To disqualify an individual merely for the appearance of bias without evidence of actual misconduct would violate their right to fair process and employment.

Comparative precedents may inspire reforms, but they cannot override Liberia’s binding constitutional protections.

  1. Legitimacy vs. Legality

Finally, Brownell argues that “legitimacy” must supplement legality. But legitimacy is, by its nature, subjective. What is legitimate to one group may be illegitimate to another.

Legal Positivism: As the Supreme Court of Liberia emphasized in Republic v. Korkoya (2017), legitimacy flows from compliance with law, not from shifting perceptions of fairness.

Risk of Chaos: To make judicial appointments subject to “legitimacy tests” based on public moods would destabilize governance and politicize the judiciary.

The Chief Justice cannot be said to have breached a “non-delegable duty” that does not exist in Liberian law. Unless evidence emerges of ulterior motives or personal gain, the appointments remain within the boundaries of legality.

Conclusion

Alfred Brownell’s rejoinder raises important philosophical concerns, but philosophy cannot substitute for law. The President acted within Article 54(c) of the Constitution.
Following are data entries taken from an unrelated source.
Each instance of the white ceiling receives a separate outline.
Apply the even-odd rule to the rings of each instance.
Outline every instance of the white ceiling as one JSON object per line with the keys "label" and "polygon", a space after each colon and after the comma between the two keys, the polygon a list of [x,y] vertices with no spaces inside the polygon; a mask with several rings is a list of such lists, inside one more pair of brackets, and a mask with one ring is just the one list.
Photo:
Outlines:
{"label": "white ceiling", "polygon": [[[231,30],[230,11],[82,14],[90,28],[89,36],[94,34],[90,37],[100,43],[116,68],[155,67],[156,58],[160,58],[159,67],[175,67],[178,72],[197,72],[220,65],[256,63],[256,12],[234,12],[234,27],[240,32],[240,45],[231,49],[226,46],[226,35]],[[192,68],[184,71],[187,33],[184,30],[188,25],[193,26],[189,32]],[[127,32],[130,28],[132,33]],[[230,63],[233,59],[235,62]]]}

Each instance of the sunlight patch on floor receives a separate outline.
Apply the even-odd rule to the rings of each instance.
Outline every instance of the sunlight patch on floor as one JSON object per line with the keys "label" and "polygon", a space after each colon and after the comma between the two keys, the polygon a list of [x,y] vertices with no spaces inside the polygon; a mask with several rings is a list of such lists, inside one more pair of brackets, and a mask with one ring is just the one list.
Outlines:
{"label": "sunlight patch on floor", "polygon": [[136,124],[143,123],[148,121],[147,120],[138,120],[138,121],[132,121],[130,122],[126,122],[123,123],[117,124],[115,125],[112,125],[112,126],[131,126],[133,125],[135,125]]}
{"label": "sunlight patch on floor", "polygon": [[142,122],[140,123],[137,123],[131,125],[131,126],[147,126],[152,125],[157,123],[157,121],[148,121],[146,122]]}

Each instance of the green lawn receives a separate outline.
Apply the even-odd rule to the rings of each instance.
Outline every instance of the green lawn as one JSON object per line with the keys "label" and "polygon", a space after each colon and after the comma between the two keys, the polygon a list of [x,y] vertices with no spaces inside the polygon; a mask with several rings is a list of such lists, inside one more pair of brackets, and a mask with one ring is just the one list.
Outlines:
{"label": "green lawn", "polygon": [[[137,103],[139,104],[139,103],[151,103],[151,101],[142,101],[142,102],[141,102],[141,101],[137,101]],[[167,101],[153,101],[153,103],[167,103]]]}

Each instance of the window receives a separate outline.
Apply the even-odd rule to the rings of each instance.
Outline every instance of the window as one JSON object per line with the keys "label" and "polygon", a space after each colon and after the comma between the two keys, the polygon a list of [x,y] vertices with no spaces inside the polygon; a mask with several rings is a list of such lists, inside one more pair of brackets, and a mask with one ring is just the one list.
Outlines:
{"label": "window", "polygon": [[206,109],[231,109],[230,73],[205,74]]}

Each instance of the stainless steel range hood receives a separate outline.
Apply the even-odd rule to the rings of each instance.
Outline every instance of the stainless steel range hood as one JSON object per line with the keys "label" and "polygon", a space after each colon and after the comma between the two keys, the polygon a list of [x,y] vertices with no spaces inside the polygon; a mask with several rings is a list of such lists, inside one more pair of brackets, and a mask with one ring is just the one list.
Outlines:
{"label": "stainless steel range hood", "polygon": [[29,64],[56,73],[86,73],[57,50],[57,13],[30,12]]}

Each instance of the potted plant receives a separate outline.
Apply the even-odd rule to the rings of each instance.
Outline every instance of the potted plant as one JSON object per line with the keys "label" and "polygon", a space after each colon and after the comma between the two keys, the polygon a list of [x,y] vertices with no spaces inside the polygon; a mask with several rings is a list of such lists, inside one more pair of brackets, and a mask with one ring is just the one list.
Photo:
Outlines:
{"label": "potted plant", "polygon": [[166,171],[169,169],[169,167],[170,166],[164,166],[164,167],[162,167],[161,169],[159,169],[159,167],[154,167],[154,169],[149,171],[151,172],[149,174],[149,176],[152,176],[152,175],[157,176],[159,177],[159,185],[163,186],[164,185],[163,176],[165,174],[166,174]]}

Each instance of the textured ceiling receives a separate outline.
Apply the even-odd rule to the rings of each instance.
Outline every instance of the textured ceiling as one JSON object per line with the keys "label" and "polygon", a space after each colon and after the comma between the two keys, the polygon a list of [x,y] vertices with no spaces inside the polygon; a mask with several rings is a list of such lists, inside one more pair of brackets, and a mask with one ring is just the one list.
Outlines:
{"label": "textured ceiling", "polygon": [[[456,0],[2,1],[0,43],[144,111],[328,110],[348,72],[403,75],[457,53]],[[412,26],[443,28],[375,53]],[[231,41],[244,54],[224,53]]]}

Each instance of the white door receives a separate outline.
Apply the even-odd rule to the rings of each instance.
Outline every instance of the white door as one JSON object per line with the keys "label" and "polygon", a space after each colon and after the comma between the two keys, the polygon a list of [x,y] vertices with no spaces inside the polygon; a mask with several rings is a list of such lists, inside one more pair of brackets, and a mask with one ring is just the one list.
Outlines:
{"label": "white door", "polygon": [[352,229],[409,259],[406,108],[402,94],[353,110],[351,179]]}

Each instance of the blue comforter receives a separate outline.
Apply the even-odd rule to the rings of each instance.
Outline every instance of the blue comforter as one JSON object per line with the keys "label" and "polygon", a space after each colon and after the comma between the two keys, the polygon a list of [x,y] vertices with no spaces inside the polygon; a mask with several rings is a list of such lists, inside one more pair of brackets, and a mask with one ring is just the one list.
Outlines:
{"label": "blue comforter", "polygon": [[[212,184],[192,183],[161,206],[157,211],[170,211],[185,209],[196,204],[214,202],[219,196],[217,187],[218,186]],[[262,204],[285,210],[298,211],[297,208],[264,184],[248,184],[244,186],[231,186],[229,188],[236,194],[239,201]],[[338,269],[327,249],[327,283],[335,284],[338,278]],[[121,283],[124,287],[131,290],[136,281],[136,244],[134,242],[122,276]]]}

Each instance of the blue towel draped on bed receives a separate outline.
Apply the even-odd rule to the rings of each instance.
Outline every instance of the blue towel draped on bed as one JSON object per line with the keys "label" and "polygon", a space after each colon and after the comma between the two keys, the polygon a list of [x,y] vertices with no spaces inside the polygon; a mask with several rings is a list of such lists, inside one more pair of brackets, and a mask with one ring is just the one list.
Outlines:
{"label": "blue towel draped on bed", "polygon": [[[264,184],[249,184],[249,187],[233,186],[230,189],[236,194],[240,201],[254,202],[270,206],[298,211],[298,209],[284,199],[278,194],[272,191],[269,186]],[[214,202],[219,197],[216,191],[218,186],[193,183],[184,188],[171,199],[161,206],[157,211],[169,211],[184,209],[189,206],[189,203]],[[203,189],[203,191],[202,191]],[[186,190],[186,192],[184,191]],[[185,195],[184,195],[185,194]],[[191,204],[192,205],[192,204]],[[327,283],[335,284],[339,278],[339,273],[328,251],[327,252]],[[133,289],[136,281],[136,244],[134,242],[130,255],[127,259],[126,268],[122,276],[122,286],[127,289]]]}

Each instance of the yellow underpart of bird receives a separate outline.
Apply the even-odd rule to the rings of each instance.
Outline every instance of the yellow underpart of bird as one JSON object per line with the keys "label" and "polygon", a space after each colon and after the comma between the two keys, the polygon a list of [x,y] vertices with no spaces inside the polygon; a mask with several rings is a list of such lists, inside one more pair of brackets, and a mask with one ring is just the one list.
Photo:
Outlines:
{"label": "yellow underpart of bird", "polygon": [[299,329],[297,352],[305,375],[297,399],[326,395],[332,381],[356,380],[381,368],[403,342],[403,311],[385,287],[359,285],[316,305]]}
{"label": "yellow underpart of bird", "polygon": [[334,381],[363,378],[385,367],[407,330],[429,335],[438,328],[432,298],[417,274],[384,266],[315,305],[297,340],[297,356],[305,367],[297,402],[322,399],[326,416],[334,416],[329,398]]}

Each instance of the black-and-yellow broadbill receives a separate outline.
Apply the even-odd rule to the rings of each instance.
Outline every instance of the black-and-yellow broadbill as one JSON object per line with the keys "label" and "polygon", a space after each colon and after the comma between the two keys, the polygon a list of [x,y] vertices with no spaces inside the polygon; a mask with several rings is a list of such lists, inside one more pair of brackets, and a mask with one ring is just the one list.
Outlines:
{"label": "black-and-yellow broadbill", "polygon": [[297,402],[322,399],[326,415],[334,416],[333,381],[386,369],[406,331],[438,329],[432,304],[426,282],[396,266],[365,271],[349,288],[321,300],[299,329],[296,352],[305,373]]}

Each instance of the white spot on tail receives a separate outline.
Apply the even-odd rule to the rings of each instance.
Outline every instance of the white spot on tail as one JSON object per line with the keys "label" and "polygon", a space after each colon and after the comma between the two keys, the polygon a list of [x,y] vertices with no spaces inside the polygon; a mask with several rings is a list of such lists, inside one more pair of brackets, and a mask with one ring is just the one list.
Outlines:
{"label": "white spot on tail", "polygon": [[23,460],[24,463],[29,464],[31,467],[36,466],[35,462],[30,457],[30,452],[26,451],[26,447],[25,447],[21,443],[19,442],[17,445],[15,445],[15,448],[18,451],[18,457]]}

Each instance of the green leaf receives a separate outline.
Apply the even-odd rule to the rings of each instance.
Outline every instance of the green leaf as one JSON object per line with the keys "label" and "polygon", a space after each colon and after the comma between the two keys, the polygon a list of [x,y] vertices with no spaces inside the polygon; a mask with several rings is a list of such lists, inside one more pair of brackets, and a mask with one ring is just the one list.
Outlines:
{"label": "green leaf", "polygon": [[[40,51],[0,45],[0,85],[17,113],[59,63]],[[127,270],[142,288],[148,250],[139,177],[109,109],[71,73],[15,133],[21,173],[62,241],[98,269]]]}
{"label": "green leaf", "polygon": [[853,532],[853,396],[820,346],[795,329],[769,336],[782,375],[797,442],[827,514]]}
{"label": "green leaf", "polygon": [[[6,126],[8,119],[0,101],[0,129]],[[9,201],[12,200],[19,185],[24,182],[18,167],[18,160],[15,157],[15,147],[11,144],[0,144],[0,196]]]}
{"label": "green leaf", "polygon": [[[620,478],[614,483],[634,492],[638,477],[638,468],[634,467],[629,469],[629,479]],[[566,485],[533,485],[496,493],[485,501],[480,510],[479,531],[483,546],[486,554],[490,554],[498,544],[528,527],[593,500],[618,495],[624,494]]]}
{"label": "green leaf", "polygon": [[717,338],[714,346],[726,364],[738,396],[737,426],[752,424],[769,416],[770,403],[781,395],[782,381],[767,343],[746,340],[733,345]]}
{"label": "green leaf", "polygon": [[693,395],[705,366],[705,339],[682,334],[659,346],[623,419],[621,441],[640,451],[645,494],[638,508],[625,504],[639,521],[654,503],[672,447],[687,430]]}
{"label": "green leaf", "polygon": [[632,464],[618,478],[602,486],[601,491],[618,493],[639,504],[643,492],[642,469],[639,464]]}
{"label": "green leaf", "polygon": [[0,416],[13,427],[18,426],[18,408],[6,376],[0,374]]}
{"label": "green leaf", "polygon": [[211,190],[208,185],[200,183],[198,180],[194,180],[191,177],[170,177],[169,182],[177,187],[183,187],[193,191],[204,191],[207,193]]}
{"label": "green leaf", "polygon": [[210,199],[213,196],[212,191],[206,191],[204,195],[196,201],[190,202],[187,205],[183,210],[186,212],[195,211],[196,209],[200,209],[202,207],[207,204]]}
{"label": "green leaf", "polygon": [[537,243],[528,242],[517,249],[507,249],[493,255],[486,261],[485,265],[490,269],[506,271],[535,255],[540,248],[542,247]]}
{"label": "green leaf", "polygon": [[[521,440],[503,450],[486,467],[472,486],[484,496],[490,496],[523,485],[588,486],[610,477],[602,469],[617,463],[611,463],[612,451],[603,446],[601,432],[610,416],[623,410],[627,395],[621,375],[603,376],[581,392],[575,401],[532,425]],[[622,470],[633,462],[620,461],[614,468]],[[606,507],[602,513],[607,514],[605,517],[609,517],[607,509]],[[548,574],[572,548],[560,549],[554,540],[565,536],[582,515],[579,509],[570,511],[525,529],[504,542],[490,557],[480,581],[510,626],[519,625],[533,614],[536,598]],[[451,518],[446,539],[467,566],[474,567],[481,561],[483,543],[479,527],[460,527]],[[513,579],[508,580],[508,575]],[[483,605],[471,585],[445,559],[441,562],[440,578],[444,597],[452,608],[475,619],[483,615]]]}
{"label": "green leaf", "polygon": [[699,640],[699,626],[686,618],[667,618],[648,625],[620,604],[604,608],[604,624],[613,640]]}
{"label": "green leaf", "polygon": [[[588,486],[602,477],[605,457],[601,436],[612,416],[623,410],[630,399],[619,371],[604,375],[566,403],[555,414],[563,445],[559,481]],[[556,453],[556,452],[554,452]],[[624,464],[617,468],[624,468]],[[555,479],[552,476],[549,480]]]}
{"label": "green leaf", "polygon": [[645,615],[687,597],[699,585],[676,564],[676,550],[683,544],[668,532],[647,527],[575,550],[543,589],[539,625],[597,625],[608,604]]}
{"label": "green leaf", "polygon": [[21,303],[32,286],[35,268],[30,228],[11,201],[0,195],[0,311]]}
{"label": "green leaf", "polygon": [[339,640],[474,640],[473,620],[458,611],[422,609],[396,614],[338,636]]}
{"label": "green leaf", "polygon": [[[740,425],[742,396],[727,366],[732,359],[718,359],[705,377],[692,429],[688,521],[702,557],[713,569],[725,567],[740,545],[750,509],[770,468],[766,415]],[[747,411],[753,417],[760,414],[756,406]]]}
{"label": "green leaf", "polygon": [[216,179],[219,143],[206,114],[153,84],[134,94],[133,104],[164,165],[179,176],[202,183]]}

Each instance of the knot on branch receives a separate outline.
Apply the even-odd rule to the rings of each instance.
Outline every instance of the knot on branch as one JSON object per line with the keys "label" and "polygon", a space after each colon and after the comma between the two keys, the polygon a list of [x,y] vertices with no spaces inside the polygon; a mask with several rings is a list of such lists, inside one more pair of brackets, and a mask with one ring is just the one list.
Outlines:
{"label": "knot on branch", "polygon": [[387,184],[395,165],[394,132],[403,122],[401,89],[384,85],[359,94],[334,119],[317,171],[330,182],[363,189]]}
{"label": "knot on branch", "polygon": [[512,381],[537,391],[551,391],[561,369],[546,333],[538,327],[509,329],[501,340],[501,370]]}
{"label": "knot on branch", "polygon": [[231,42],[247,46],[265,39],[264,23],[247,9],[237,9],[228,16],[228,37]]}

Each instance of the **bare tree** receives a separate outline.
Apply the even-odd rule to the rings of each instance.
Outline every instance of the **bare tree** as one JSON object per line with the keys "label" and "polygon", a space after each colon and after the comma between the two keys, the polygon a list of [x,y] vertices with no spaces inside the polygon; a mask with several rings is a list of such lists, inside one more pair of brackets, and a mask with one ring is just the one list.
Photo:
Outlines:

The Chief Justice, by recommending qualified individuals, committed no legal wrong.

The danger of Brownell’s approach is that it elevates subjective morality and perceptions above objective legality. This risks plunging our fragile democracy into governance by feelings rather than law. As Justice Minister Henry Reed Cooper once observed, “The rule of law is not the rule of sentiment.”

Therefore, while the debate on ethics in public service remains valuable, it cannot nullify constitutional prerogatives. In this case, legality prevails, and no charge of nepotism can stand.